On April 5, residents of Tarasivka were to get their land certificates. But the previous day the office of the former Tarasivka collective farm (kolhosp) still had bust of Lenin decorated with a loud wreath, although there is no traditional plate bearing the farm’s name. And the farmers are quick to explain to us that the farm is undergoing reform. We encountered the hallmarks of this reform right in the office, as we see two pensioners diligently filling in their certificate forms.
We also dropped in on the farm chairman, Vitaly Mykhailovych Bilokrys, one of the few agrarian leaders who has managed to keep his farm afloat. The farm in Tarasivka has no debts to the state or commercial entities. According to the manager, wages are paid on time and there is a sufficient supply of diesel fuel to last through the spring sowing. There is a lack of fertilizers but “as soon as we pay for them we shall get them,” Mr. Bilokrys assured.
Several years ago the farm was still abiding by the milk and vegetable production profile which it had been assigned from above in the Soviet Union. Shrinking livestock breeding, not kolhosp managers, contributed to the decline of farming in Ukraine, Mr. Bilokrys maintains. He says that the livestock was bled by the administrative support for the farms which are losing money due to low meat prices. The decline in animal husbandry was followed by a slump in the vegetable sector.
Orchards came to the rescue, following the planting of saplings from the Netherlands in 1995. Business picked up, and the farm has both apples awaiting spring sales in refrigerators and young plants selling at $2 apiece and bearing fruit even in the first year. Fruit trees become the No. 1 earner for Tarasivka residents. However, had it not been for last year’s tax breaks, the farm “would have gone bankrupt, like many others,” Mr.
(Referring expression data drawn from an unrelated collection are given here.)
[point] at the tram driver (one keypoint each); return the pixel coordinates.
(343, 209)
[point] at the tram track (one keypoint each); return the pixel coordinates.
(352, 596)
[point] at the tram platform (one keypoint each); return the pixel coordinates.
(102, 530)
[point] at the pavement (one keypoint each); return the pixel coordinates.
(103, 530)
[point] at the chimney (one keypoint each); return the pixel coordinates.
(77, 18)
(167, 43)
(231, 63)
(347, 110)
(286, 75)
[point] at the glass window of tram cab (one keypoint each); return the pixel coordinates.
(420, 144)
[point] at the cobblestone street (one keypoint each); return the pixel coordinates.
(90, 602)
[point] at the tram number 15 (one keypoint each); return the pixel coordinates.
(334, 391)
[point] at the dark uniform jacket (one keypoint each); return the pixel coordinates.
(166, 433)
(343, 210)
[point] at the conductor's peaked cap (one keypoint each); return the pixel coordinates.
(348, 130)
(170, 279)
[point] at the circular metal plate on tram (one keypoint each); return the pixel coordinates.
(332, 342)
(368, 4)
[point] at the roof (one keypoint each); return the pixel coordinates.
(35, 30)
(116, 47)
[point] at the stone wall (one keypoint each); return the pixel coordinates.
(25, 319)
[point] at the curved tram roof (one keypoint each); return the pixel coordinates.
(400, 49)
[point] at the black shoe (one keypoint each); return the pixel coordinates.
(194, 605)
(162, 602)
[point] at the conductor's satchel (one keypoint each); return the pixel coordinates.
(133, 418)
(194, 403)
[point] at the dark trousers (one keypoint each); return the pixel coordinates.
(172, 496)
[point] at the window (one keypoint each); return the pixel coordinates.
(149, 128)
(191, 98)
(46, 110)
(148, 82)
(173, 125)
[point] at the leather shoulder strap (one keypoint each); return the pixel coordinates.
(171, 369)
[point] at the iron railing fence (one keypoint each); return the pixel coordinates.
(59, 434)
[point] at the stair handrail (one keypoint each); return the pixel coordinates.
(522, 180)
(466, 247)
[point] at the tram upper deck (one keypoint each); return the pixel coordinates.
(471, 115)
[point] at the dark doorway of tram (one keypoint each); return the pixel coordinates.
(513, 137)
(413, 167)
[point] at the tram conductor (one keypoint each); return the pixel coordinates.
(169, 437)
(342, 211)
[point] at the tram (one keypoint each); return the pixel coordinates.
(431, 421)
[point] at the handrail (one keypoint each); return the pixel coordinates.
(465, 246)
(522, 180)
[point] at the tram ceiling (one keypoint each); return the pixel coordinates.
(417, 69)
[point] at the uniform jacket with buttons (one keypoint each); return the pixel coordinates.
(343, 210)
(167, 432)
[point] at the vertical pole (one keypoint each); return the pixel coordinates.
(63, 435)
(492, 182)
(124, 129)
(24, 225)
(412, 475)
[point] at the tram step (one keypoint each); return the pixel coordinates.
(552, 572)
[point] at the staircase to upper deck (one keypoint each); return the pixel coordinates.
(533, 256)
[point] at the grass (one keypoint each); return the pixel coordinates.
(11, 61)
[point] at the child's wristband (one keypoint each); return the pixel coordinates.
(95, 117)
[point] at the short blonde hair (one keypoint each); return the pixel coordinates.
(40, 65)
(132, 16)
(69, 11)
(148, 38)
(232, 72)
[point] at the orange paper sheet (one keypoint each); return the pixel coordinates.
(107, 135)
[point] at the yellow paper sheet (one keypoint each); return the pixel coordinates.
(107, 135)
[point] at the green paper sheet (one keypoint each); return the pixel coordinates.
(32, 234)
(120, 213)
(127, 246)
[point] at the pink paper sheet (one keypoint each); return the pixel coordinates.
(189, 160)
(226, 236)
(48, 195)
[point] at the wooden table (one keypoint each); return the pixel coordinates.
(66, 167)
Bilokrys says.
An avid supporter of orchards and Dutch varieties of apple-trees, Vitaly Bilokrys fall silent when the conversation turns to economic reforms. First, he blames the sharp decrease in sapling sales on the reforms, since “very few think of the future.” Secondly, the reform should have been started seven years ago when the farm had both the equipment and the money. To move the farm into the black, money is needed, regardless of whoever heads the farm now, he believes. And the money is nowhere to be found. Thirdly, the reform is aimed at allowing the farmers to make some noise, let off steam, and then back together in collective farms. He no longer supports the whole idea and is against setting up a cooperative. Instead, a limited liability company is to be created in Tarasivka, with Mr. Bilokrys and the former kolhosp’s main specialists being the founders, “those who can decide things and not just wait to get paid.”
The problem of dividing things up, especially the distribution of property, is very complex, Bilokrys warns. He thus sounds sincere when he declares that the more farmers leave the kolhosp, the better. In this case, their total share might be enough to let them have a greenhouse or some machinery. And what about those deciding to go it alone?
From the office we first went to the diary. Although it was still an hour and a half before the second milking, we met two milkmaids who gave just their first names, Liubov and Valentyna. They start their day at 4 a.m., earning a mere 80 to 150 hryvnias a month. Both women said they are going to transfer their family shares to the farm manager, for they have no other options. The more so, because they are dependent on the farm manager since they live in the former farm hotel.
We heard quite a different story about the reform from the tractor brigade. The only thing the boisterous tractor drivers and soft-spoken milkmaids was their unwillingness to give their names. As we understood it, the farm manager has them in his pocket. “He pays us 80 hryvnias for the same work for which he pays 300 hryvnias to workers he hires from other villages,” the tractor drivers with oily hands complained. “He paid us with a mere 80 kg of grain for trimming trees while the outsiders got three and a half tons.”
The small group of farmers around us would shrink away as soon as they saw an approaching farm official. The issue that kept the farmers agitated was their property shares. Everyone said they would prefer to leave the kolhosp but their chances of getting any tangible property or equipment which would help them to start on their own were zero.
The tractor drivers also told us about the way the voting had been held at the last meeting of shareholders, with the manager bragging, “Whether you vote for me or not, I will remain manager anyway.” The manager promised a tractor only to a group of ten farmers taking out their share. And what about fuel and other machinery? Asked about their future plans once out of the kolhosp, the farmers replied that although their prospects are unclear they wanted to leave. They can always earn the meager 80 hryvnias in kolhosp wages when they become independent farmers, and they will be spared humiliation.
It became clear to us why the farmers reaction to our very first question about their opinion of the reforms in farming, “Things will get even worse.”